Aim Alveolar bone regeneration remains a significant clinical challenge in periodontology and dental implantology. This study assessed the mineralized tissue forming potential of 3‐D printed medical grade polycaprolactone (mPCL) constructs containing osteoblasts (OB) encapsulated in a hyaluronic acid (HA)‐hydrogel incorporating bone morphogenetic protein‐7 (BMP‐7). Materials and Methods HA‐hydrogels containing human OB ± BMP‐7 were prepared. Cell viability, osteogenic gene expression, mineralized tissue formation and BMP‐7 release in vitro, were assessed by fluorescence staining, RT‐PCR, histological/μ‐CT examination and ELISA respectively. In an athymic rat model, subcutaneous ectopic mineralized tissue formation in mPCL‐hydrogel constructs was assessed by μ‐CT and histology. Results Osteoblast encapsulation in HA‐hydrogels did not detrimentally effect cell viability, and 3‐D culture in osteogenic media showed mineralized collagenous matrix formation after 6 weeks. BMP‐7 release from the hydrogel was biphasic, sustained and increased osteogenic gene expression in vitro.
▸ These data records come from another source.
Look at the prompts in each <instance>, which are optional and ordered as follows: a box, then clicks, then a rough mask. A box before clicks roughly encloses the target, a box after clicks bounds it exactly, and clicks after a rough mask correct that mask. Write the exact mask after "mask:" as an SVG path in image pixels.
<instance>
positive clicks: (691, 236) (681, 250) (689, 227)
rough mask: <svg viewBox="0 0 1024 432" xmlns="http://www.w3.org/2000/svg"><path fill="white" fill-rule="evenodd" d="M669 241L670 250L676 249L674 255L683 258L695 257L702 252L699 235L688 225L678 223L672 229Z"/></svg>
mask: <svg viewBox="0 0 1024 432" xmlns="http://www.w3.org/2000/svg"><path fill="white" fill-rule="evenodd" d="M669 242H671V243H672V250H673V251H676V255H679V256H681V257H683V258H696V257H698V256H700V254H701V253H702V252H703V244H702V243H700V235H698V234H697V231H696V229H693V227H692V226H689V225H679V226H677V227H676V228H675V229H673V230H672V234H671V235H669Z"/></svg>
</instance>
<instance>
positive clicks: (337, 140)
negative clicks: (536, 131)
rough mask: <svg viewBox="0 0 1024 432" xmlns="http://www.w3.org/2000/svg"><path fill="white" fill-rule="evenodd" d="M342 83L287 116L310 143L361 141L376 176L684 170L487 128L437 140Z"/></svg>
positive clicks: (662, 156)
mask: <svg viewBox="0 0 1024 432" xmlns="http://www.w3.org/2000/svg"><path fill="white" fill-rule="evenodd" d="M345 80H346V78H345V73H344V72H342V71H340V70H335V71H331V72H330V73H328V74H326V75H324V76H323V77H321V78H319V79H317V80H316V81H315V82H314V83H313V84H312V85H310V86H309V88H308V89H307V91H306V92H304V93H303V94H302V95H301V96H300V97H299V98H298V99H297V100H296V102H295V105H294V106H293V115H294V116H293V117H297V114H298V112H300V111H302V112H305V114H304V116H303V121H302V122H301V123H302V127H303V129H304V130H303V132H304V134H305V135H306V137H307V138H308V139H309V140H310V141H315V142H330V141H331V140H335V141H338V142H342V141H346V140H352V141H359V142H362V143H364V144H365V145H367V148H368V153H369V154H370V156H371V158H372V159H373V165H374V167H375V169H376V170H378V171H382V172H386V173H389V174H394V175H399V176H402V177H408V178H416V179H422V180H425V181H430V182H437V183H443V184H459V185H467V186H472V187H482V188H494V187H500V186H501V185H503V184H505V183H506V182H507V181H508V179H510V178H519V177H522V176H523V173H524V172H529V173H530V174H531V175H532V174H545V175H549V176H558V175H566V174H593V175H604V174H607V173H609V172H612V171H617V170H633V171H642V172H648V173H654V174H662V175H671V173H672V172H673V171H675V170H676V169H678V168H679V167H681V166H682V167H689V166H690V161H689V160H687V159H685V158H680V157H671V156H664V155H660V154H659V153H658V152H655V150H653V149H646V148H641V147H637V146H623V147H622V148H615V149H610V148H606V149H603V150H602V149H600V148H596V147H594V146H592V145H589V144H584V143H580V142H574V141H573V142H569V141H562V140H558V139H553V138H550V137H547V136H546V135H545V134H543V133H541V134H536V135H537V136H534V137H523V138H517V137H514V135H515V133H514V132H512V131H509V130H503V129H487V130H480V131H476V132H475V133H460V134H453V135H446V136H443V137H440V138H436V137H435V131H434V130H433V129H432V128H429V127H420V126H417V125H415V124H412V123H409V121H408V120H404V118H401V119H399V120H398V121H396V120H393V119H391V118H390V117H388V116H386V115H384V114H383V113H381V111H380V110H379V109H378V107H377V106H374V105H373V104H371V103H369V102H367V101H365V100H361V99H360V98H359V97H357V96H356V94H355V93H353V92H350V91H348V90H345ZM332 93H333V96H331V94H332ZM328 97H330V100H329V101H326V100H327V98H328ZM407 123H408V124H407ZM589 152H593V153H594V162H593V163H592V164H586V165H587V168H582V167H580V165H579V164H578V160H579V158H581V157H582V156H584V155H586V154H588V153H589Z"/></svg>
After 4 weeks in vivo, mPCL‐hydrogel constructs containing BMP‐7 formed significantly more volume (mm3) of vascularized bone‐like tissue. Conclusions Functionalized mPCL‐HA hydrogel constructs provide a favourable environment for bone tissue engineering. Although encapsulated cells contributed to mineralized tissue formation within the hydrogel in vitro and in vivo, their addition did not result in an improved outcome compared to BMP‐7 alone.